Menurut beliau, isu dan permasalahan strategis yang mewarnai potret dan kondisi PPKT saat ini antara lain kemiskinan masyarakat, minimnya infrastruktur dasar, pertahanan dan keamanan, penangkapan ikan yang tidak ramah lingkungan.

Persoalan lainnya adalah rendahnya tingkat pendidikan, kesehatan, serta minimnya sarana komunikasi dan informasi. Indonesia sebagai negara kepulauan memiliki beban yang berat dalam menjaga dan mempertahankan keutuhan wilayahnya dibandingkan dengan negara yang wilayahnya didominasi oleh daratan. Oleh karena itu, dibutuhkan suatu kebijakan khusus dalam pemanfaatan dan pengelolaan pulau-pulau kecil melalui kegiatan perlindungan, pengawasan, dan pemantauan secara terus menerus agar keberadaannya dapat dipertahankan.

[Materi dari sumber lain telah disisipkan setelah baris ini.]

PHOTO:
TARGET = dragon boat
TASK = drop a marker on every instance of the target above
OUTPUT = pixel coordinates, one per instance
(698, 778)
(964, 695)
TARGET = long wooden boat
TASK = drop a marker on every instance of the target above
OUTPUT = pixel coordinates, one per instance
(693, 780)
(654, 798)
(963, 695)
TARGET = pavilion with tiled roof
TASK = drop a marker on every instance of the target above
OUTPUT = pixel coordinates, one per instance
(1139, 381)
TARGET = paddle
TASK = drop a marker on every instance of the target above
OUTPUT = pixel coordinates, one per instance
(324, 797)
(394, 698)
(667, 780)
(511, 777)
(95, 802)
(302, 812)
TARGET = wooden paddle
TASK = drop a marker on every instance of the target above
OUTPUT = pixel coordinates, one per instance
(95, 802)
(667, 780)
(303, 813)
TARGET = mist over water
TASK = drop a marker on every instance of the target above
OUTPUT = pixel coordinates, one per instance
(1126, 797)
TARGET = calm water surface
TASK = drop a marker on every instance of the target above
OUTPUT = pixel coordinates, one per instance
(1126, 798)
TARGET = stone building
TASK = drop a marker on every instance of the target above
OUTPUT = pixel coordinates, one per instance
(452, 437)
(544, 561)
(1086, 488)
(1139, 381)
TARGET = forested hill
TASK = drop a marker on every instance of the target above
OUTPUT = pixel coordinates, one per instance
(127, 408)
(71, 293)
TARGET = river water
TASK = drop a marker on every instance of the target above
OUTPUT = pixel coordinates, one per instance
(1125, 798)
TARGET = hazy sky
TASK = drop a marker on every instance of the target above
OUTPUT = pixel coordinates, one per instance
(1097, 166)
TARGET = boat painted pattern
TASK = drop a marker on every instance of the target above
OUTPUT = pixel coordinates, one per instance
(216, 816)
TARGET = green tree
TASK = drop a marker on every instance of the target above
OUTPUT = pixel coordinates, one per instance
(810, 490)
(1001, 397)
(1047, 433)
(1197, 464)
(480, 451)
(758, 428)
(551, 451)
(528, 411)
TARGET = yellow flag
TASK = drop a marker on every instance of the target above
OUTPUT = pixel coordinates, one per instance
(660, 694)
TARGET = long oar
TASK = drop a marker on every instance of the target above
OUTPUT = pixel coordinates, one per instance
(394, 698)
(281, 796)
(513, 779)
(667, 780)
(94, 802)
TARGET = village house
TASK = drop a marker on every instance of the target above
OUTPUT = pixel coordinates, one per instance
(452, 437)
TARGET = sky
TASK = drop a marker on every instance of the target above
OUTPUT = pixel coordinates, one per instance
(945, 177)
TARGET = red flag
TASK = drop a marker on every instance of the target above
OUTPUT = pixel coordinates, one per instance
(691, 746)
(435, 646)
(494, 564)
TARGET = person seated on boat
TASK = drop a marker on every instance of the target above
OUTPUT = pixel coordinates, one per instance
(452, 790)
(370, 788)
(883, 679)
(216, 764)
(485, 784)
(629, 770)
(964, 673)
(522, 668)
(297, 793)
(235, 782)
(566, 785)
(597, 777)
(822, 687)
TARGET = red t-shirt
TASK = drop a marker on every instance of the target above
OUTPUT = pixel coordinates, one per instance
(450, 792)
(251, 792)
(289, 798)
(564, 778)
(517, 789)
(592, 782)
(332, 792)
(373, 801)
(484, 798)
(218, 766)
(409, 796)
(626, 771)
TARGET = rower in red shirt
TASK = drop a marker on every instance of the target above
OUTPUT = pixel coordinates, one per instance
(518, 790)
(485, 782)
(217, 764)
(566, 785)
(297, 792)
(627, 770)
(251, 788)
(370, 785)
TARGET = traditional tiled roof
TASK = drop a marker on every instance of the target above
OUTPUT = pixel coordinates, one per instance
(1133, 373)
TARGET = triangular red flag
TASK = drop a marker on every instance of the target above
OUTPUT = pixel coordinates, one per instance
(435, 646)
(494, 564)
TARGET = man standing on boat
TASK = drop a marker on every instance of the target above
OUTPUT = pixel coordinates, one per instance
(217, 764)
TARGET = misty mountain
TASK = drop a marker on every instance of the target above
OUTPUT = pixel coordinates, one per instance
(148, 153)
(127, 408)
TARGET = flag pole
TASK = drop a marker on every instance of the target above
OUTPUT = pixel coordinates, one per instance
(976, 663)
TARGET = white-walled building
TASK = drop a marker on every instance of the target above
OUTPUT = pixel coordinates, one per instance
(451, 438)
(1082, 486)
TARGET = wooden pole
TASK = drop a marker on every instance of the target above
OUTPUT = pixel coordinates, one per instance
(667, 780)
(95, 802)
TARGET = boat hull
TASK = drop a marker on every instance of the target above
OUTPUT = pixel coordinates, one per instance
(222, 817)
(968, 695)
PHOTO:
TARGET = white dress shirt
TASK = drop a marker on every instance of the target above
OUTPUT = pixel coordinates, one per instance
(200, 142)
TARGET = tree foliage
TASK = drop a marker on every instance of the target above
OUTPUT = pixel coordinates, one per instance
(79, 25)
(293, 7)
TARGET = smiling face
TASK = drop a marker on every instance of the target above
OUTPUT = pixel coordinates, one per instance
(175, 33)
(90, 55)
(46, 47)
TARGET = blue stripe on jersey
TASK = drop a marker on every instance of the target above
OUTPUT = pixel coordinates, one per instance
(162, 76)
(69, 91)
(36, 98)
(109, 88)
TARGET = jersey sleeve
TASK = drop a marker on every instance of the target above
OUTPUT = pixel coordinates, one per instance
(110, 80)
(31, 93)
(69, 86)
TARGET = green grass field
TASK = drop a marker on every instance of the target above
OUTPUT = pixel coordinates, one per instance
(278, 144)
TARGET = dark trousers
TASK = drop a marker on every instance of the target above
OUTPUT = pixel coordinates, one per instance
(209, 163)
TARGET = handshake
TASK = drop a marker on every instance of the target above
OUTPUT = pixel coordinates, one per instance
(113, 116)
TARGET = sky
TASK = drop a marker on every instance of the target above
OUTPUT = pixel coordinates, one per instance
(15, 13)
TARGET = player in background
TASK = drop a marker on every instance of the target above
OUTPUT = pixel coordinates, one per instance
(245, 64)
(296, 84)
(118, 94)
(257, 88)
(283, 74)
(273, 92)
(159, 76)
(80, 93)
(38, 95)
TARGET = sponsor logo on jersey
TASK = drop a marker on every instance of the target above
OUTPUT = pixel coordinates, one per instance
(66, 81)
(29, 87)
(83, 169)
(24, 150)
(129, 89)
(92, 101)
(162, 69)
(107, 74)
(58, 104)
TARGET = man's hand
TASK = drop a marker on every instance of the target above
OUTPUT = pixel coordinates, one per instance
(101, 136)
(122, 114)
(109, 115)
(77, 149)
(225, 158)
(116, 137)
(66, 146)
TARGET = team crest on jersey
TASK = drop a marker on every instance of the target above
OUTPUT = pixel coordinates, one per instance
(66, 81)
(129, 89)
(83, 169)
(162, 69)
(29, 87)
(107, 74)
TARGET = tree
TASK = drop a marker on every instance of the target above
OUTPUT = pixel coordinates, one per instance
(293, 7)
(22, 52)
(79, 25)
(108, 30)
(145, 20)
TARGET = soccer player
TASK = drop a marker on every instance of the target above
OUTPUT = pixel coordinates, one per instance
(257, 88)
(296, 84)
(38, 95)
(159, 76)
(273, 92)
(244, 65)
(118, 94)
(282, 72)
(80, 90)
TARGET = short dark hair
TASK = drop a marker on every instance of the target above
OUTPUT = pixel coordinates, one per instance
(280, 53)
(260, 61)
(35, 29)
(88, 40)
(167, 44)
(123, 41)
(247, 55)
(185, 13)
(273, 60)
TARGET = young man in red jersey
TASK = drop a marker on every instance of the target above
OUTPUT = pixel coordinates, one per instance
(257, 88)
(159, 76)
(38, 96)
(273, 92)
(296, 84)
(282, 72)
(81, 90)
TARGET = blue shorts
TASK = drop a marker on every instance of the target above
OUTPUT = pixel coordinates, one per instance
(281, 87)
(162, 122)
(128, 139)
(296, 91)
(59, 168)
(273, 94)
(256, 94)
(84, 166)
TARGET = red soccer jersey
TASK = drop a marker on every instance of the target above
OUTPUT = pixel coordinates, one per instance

Seperti yang diungkapkan Direktur Jenderal Kelautan Pesisir dan Pulau-pulau Kecil Sudirman Saad bahwa Undang-Undang Nomor 1 tahun 2014 tentang Pengelolaan Wilayah Pesisir dan Pulau-pulau Kecil mengatur PPKT ditetapkan sebagai Kawasan Strategis Nasional Tertentu (KSNT).

Pendekatan dan bentuk intervensi yang dilakukan pemerintah dalam pengelolaan PPKT tersebut selama ini ditujukan untuk pulau kecil terluar berpenduduk dan tidak berpenduduk. Pulau kecil terluar berpenduduk dilakukan dengan mengedepankan pendekatan kesejahteraan sosial dan ekonomi seperti penyediaan sarana-prasarana dasar seperti air bersih, listrik, dermaga dan sarana komunikasi.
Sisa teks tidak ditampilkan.